In order to shew that this plan of inking puts the proper quantity of ink upon the type, we must prove, first,—that the quantity is not too little: this would soon have been discovered from the complaints of the public and the booksellers; and, secondly,—that it is not too great. This latter point was satisfactorily established by an experiment A few hours after one side of a sheet of paper has been printed upon, the ink is sufficiently dry to allow it to receive the impression upon the other; and, as considerable pressure is made use of, the tympan on which the side first printed is laid, is guarded from soiling it by a sheet of paper called the set-off sheet. This paper receives, in succession, every sheet of the work to be printed, acquiring from them more or less of the ink, according to their dryness, or the quantity upon them. It was necessary in the former process, after about one hundred impressions, to change this set-off sheet, which then became too much soiled for further use. In the new method of printing by machinery, no such sheet is used, but a blanket is employed as its substitute; this does not require changing above once in five thousand impressions, and instances have occurred of its remaining sufficiently clean for twenty thousand. Here, then, is a proof that the quantity of superfluous ink put upon the paper in machine-printing is so small, that, if multiplied by five thousand, and in some instances even by twenty thousand, it is only sufficient to render useless a single piece of clean cloth.[1]
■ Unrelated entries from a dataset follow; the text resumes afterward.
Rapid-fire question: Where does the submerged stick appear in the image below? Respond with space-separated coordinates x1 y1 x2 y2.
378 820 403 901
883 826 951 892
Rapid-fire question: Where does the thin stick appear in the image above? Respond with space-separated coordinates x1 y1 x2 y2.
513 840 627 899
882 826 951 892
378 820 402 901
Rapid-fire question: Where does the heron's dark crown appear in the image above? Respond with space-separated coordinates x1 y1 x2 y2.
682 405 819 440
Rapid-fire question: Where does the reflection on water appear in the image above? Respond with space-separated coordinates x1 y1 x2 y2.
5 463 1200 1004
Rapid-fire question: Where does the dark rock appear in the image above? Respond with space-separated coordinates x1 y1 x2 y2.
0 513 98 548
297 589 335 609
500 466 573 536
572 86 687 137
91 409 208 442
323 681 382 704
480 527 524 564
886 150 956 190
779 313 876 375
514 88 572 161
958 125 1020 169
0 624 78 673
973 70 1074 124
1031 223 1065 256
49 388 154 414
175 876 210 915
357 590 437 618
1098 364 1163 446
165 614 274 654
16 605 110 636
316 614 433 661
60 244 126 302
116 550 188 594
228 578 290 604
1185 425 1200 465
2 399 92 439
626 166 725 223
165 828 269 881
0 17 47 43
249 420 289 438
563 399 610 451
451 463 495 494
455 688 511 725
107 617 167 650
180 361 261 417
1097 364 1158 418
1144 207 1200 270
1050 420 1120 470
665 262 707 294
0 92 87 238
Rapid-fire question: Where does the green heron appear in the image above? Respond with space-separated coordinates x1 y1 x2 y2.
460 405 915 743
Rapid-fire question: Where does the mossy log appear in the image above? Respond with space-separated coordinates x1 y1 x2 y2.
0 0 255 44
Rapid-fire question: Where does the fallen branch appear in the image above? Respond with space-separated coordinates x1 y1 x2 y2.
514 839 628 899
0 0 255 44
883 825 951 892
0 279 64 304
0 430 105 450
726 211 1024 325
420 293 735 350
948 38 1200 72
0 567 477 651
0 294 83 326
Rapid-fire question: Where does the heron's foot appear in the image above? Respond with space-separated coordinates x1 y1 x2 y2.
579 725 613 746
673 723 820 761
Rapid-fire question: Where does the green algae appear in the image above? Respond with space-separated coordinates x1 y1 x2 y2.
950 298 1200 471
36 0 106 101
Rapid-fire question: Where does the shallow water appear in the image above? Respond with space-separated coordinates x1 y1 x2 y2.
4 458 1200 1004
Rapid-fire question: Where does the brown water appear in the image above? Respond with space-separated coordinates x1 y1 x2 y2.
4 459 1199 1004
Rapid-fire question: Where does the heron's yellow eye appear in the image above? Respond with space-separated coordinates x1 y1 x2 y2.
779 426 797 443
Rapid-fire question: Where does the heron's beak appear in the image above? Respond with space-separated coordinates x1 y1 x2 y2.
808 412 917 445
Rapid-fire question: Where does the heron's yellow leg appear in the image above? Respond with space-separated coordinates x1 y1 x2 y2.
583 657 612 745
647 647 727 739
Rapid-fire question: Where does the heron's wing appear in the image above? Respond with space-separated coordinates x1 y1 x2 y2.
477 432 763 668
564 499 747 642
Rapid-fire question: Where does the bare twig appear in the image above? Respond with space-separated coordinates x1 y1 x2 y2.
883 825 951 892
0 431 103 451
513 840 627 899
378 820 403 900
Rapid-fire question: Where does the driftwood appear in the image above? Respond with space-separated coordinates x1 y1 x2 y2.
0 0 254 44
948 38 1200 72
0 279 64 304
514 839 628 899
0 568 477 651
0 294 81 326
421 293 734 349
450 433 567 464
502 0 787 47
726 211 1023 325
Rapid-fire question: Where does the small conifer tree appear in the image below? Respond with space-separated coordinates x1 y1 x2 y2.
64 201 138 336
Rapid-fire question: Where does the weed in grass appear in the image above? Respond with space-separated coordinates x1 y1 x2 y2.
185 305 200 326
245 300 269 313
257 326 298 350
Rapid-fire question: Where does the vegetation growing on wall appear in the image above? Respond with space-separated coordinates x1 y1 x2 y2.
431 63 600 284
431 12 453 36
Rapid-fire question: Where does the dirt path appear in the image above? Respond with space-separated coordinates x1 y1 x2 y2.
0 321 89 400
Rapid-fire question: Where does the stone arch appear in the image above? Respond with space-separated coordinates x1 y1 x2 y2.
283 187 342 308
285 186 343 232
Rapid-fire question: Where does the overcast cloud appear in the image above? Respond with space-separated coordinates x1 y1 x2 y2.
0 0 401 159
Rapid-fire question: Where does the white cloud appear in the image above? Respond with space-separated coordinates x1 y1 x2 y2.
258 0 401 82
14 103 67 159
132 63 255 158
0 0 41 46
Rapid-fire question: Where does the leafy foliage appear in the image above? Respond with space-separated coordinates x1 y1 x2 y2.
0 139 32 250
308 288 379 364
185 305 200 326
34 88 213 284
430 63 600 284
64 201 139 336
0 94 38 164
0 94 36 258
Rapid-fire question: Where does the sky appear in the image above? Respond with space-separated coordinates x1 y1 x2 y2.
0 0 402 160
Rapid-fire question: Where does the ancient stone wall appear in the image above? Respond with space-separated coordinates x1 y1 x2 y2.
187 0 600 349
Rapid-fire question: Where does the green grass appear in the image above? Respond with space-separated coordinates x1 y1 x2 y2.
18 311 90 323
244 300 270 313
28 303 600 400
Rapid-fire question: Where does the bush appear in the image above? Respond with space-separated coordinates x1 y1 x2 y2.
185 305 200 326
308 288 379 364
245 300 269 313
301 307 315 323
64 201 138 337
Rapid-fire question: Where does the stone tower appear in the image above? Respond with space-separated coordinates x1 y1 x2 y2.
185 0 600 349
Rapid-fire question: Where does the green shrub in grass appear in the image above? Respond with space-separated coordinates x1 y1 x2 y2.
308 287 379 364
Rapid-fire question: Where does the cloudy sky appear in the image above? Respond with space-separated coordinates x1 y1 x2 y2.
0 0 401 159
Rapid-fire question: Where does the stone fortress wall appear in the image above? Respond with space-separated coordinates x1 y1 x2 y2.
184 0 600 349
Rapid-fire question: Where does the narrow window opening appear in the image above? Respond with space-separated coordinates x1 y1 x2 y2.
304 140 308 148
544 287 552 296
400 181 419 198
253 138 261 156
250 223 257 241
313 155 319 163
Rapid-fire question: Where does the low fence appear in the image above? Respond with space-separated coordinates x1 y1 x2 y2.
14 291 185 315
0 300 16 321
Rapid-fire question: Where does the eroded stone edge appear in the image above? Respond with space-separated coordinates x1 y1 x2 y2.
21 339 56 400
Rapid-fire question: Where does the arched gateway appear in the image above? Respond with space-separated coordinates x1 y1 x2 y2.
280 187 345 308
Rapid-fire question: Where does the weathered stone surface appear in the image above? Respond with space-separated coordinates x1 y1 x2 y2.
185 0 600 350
The following were the results of an accurate experiment upon the effect of the process just described, made at one of the largest printing establishments in the metropolis.[2]—Two hundred reams of paper were printed off, the old method of inking with balls being employed; two hundred reams of the same paper, and for the same book, were then printed off in the presses which inked their own type. The consumption of ink by the machine was to that by the balls as four to nine, or rather less than one-half.

  1. In the very best kind of printing, it is necessary, in the old method, to change the set-off sheet once in twelve times. In printing the same kind of work by machinery, the blanket is changed once in 2000.
  2. This experiment was made at the establishment of Mr. Clowes, in Stamford-street.